What people ate and drank in Jorvik (York)

What did the population of Jorvik eat and drink? The evidence is that the people in Jorvik ate well and were not, in normal times, likely to have experienced much of a ‘hungry gap’ towards the end of winter. The main meat in the diet came from the domesticated animals – beef, pork, mutton and lamb, chicken and goose. Sometimes the meat of hunted animals and birds (especially deer, hares, moorland birds, woodland birds and waterfowl) was eaten. Fish also featured in the diet of the townspeople of Jorvik, both from the rivers and from the sea, though sea fish became more important in the eleventh century. Shellfish were eaten.

Bread was made from wheat, barley and rye. Oats were grown and made into bread or cakes. Oatcakes were still made and called ‘havercakes’ or ‘haverbread’ in Yorkshire right up to the early twentieth century, from the Old Norse word for oats, ‘hafre’. Sometimes the cereal grains would be steeped (or ‘creed’) in milk, or milk and water, to soften them; the mixture would then be cooked as porridge. Nuts such as hazelnuts and walnuts were eaten.

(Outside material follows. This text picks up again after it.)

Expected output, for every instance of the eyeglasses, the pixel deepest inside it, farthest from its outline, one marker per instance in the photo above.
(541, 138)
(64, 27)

Some of the vegetables we are familiar with today would have been available, including leeks, carrots, peas, field beans, parsnips, beet and the cabbage family. A variety of fruits and berries were eaten, amongst them plums, cherries, sloes, apples, blackberries, raspberries, dewberries, elderberries, hawthorn berries and rowanberries. Honey was used for sweetening and was also fermented to make mead. Hop remains have been found in the Jorvik excavations, showing that beer brewing went on..

As with any town, most of the food would have come from the surrounding countryside. Though the townspeople may have kept a few poultry – and sometimes perhaps a pig – they were generally too busy and had too little room to produce much of their own food. They would have relied mainly on produce from the rich farmlands of the Vale of York. The town would have provided a steady, rich market for the people round about who worked the land and could produce more than they needed for themselves.